I believe the issue of freedom will be the key issue both now and in the years to come. Freedom is risky. Yet, we must be kept free to try and succeed or to try and fail only to try again. We must be free to say and think what we will without fear of reprisal, save for that small number of exceptions like yelling ‘fire’ in a crowded theater. We must be free to worship, to gather, to create, to associate, and to produce within the confines of our own self-interests that are regulated by a moral and ethical center rather than an outwardly imposed regulation.

Do not let the term ‘self-interest’ scare you, morphing its meaning into some kind of selfishness. I am using the term ‘self-interest’ in the classic manner used to describe the basic belief that it is my individual responsibility to seek my own shelter, my own food, and my own way in life and in the life of my family. Historically, freedom used in this ‘self-interested’ manner has usually benefited the entire community. Communities don’t create things, individuals do. Communities benefit most when the self-regulated, free members of that community are allowed to freely create, produce, and seek their own self-interests in responsible ways. When the community becomes the definer of individual self-interests then freedom is killed, creativity is hampered, and responsibility is transferred to outside forces.

I can hear the push back already, ‘But what about those who abuse their freedoms and, as a result, abuse the freedoms of others?’ Yes, it is true that there are many who will abuse their freedoms without self-regulation, i.e. individuals, businesses. This is why we are a nation of laws, laws that are not meant to punish the whole of society through the arbitrary limitation of the freedoms of the majority, but laws that are specifically directed toward the people who abuse their freedoms. Punishing the whole by limiting their freedoms is like punishing the whole class because one or two individuals messed up.

‘But, what about those who are truly unable to use their freedoms to help themselves?’ i.e. the disabled, the genuinely poor, etc. Every society has a certain degree of individuals that for one reason of another are unable to fully actualize their freedoms. This is what has made America great – we have used a degree of our freedoms as a nation to assist those who are unable. Check out this truth – the freest nations are also the most benevolent.
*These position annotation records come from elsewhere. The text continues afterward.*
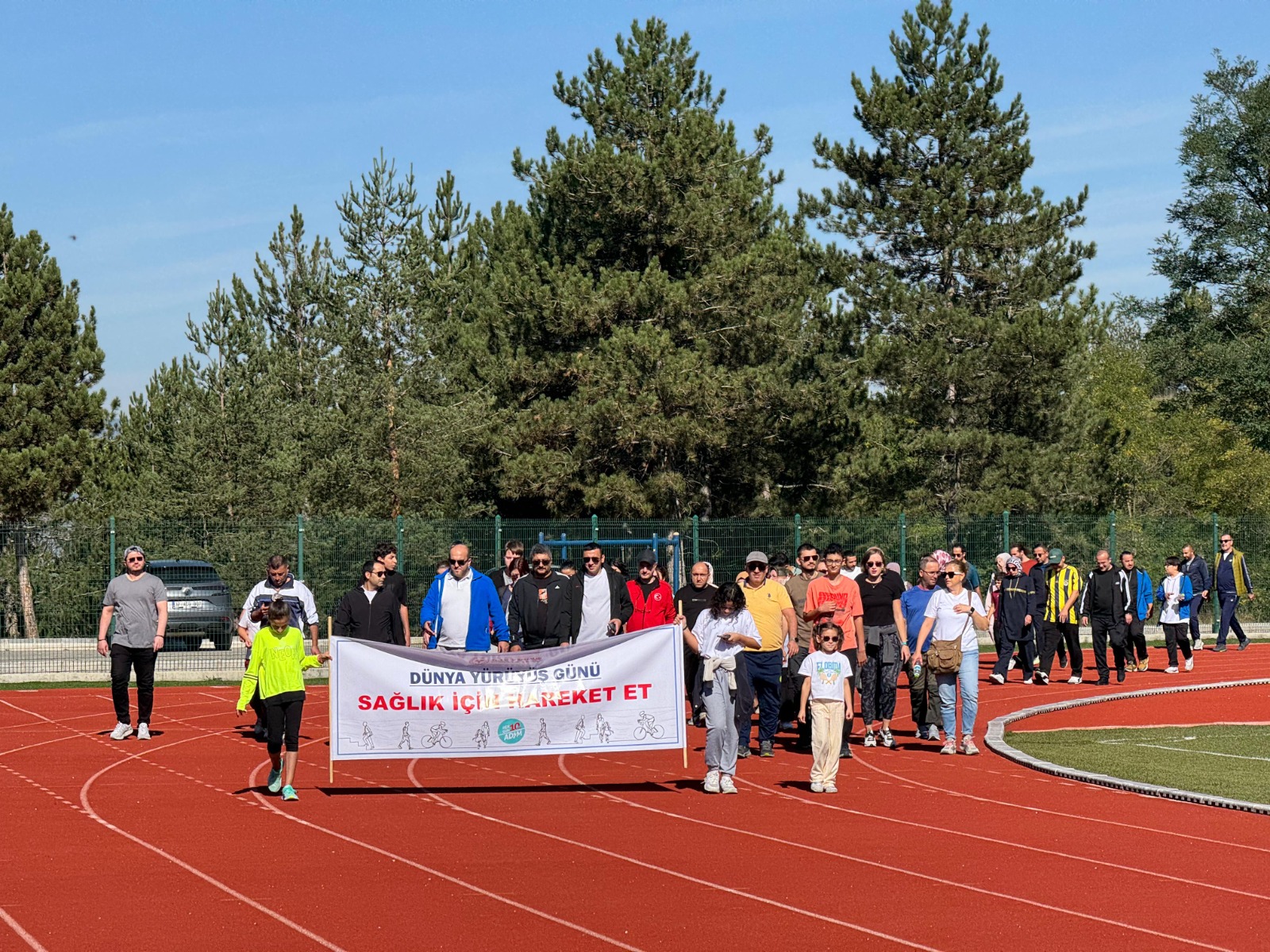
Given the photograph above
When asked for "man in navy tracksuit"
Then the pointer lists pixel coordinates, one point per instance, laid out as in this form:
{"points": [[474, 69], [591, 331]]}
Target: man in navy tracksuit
{"points": [[1195, 569], [1140, 605]]}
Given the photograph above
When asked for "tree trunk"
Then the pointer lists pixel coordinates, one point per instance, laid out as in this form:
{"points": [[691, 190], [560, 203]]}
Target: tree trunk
{"points": [[25, 590]]}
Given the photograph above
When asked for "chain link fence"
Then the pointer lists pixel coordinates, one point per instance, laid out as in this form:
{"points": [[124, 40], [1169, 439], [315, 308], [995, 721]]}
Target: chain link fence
{"points": [[54, 574]]}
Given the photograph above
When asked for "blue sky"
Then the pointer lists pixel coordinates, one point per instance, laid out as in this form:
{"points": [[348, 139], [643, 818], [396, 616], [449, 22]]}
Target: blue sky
{"points": [[171, 139]]}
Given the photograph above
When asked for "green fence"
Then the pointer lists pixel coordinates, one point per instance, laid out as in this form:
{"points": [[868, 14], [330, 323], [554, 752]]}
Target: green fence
{"points": [[64, 566]]}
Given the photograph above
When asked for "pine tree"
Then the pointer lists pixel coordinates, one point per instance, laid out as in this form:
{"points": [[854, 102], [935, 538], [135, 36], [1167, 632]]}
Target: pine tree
{"points": [[1210, 338], [965, 277], [50, 416], [645, 306]]}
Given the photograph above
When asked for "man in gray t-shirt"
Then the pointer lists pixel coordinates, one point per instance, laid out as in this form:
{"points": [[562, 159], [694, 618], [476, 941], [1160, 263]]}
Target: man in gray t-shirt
{"points": [[137, 602]]}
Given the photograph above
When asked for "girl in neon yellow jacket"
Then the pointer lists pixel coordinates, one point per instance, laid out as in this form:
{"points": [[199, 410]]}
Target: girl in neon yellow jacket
{"points": [[277, 660]]}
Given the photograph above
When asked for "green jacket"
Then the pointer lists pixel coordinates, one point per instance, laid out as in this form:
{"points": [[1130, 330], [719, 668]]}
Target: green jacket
{"points": [[276, 664]]}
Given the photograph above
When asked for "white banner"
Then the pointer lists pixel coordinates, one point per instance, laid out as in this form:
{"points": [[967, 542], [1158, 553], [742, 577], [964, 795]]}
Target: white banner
{"points": [[404, 702]]}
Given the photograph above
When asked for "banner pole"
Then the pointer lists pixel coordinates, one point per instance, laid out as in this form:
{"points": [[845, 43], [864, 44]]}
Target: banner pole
{"points": [[330, 710]]}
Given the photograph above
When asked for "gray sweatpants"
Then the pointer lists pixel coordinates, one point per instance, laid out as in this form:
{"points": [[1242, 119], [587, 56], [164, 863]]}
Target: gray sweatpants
{"points": [[721, 725]]}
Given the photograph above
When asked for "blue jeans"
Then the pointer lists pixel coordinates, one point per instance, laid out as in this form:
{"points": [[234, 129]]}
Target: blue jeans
{"points": [[968, 678]]}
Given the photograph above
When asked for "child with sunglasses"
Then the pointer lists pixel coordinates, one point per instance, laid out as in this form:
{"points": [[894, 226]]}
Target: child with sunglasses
{"points": [[826, 689]]}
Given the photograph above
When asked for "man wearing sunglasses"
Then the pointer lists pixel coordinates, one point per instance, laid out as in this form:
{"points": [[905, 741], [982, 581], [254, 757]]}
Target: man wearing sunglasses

The problem in recent decades is that we have used our greatness as a nation to not only assist those who are unable to help themselves, but those who are unwilling to help themselves. We have made unwillingness a disability, an excuse to discredit the virtues of individual responsibility, accountability, and risk/reward.

Our vanishing freedoms will continue to diminish if we continue to allow the magicians of our culture – both state and self – to con us into thinking that freedom is abnormal, self-centered, and unfair. Freedom to do what we ought to do is better than freedom used to do whatever we want to do regardless of how it may affect others. Self-regulated freedom is better than state-regulated freedom. And state-regulated freedom is no freedom at all because when the state controls our freedoms is vanishes right before our very eyes.